Lot of people here (not me but...) use eco-compleat.

Dosing any fertlizers?


----------



## Rock_Dove (Sep 12, 2014)

I just recently shoved some diy osmocote capsules down there, but it was going red and weird before that. I was hoping it would help.


----------



## FatherLandDescendant (Jul 24, 2014)

Not sure about vals as I've never kept them, but many plants are water column feeders and use roots to mostly hold them in place. Lookup (in the fert section) the EI concept and start dosing the water column would be my advice.

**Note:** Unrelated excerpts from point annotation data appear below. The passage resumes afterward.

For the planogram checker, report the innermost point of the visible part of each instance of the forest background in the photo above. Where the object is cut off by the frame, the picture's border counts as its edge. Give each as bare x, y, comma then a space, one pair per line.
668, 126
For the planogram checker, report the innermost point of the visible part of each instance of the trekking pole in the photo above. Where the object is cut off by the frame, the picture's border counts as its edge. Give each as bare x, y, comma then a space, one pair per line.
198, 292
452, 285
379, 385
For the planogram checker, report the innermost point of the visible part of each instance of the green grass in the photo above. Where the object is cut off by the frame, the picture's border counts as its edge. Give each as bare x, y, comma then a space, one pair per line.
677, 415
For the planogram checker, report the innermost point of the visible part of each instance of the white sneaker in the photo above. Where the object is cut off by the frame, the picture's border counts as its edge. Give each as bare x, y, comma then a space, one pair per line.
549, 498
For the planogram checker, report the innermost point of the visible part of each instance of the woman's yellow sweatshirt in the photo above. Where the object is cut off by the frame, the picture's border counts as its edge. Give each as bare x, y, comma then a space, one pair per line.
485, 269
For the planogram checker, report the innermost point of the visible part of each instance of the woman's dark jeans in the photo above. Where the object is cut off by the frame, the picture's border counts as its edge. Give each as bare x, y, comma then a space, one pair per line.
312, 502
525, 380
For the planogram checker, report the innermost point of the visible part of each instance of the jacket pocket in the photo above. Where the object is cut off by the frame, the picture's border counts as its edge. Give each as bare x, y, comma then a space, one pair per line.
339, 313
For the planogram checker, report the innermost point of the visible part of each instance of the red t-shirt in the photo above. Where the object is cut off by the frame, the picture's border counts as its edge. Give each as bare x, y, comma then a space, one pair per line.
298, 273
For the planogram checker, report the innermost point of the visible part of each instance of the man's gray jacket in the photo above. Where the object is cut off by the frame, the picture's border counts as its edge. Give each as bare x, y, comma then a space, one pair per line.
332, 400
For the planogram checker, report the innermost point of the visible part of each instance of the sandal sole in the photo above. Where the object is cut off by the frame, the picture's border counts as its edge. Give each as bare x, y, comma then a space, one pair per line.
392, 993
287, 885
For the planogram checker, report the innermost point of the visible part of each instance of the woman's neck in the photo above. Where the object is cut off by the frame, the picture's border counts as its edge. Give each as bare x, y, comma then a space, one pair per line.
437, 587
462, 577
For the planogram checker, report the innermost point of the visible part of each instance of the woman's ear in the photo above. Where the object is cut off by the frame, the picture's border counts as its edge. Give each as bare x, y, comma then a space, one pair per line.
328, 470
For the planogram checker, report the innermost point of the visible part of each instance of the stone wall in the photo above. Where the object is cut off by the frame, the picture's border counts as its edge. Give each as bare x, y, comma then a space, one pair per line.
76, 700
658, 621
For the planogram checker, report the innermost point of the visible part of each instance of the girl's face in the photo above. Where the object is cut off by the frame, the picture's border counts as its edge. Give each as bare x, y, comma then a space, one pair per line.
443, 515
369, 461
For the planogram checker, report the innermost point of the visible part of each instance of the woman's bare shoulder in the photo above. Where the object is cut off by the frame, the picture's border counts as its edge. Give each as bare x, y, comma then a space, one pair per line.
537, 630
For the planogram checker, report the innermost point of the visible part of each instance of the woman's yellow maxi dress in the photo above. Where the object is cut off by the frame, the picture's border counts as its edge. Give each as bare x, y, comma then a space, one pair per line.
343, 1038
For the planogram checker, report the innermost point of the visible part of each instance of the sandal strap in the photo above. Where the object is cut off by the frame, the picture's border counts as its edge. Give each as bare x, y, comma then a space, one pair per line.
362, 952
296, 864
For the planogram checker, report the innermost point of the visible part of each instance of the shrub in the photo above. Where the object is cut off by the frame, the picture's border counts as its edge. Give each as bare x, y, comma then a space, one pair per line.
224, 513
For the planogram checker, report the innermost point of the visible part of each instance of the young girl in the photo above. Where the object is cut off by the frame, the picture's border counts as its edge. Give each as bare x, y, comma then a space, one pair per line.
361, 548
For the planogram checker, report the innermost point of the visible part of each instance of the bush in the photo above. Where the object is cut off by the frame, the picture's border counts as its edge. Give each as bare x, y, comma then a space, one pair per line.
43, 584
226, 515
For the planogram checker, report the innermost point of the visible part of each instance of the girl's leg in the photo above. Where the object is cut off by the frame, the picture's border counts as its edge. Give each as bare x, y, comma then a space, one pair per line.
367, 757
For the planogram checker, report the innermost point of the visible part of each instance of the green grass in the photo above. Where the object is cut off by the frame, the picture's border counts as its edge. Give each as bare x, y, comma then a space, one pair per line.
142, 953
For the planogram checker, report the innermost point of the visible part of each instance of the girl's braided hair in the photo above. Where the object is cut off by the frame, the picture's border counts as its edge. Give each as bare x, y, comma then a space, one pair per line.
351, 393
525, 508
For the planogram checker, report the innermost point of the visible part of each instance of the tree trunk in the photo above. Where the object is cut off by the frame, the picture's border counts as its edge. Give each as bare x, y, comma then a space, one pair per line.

If the vals don't need them surely the other plants do, and healthy plant growth eliminates algae problems


----------



## Rock_Dove (Sep 12, 2014)

I had no idea what that was searching made me feel like it was reading a foreign language lol 
Is this stuff I can buy? 

*40-60 Gallon Aquariums*
+/- 1/2 tsp KN03 3x a week
+/- 1/8 tsp KH2P04 3x a week
+/- 1/8 (10ml) Trace Elements 3x a week
50% weekly water change


----------



## FatherLandDescendant (Jul 24, 2014)

This member sells dry ferts, they also have a premixed solution they sell.

http://www.plantedtank.net/forums/showthread.php?t=690881

A lot of people (including me) buy from here. As a side note I wish I would have went with Nilocg's products as they seem to be a better deal... At lest to me 

http://greenleafaquariums.com/


----------



## Rock_Dove (Sep 12, 2014)

I've defiantly got some reading to do on all this. Thanks for all your help!!! roud:


----------



## philipraposo1982 (Mar 6, 2014)

I actually think the redness your seeing is normal for Val's in that much light


When I see this stuff in the lakes its a deep red color and its healthy.


----------



## AGUILAR3 (Jun 22, 2013)

It could mean either of 2 things, they are are growing transparent and slowly dying or the light is very bright and they are turning a reddish color. One of my vals that is right under my cfl is a pinkish red at the tips and it hasn't died yet. 

Since you mentioned that you have a small algae issue, it's more than likely the 4 lights. If they continue to turn transparent and melt away, then it may be some nutrient deficiency.


----------



## bigtrout (Sep 6, 2014)

I collected val americana from the allegheny river for my tank, in the river in shallow water high sunlight, most leaves are red and copper red like yours, in my low tech med light tank, the collected vals turned green except the tips near the surface which get red like yours, or almost a copper brown for the ones immediately under the light.
Verdict is, the light level causes the red, and yours look normal


----------



## Linwood (Jun 19, 2014)

I hope you find the solution as I have something similar, though with low-mod light, what is weird about mine is some is growing like mad, I mean up, bending over, being trimmed, spreading, very green. Others are transparent and off color, much like your photo. Same water column, same substrate, nothing I can see that's different. In fact a couple of the bad ones are right near a root tab, and the biggest have no root fertilization near them.

It makes me wonder if I have two different kinds, though they otherwise look the same (i.e. structure, roots, shapes).


----------



## Rock_Dove (Sep 12, 2014)

I love the idea that they are just red, That would be awesome if they could be red and healthy!...but I don't think that is the case. A lot of my other plants aren't doin so hot either. 
I was wrong about my lighting as well. I have 2 6500k and some how ended up with 2 5000k?
Must have grabbed the wrong ones. I am not totally savvy on lighting, but they were just from home depot. 
I had an expensive light the aquarium store sold me that held 1 t5ho. It broke like a few months later and there was no way I was going to pay that again, so I DIY'd it.
in the time between the broken light and the new diy deal a lot of plants died. This is them coming back so maybe they are just still adjusting and I am impatient? The funny lookin plants are still sending out runners so either they might be ok after adjusting, or they are trying a last ditch effort to survive? 
I know orchids can pop out a keiki when they are dying as a last attempt, not sure how aquarium plants work though. 
I'm def gonna get on a good fert. routine. I just bought some water wysteria to try and soak up excess nutrients and get this algea under control. it seems to be suffocating my poor amazon sword trying to come back.


----------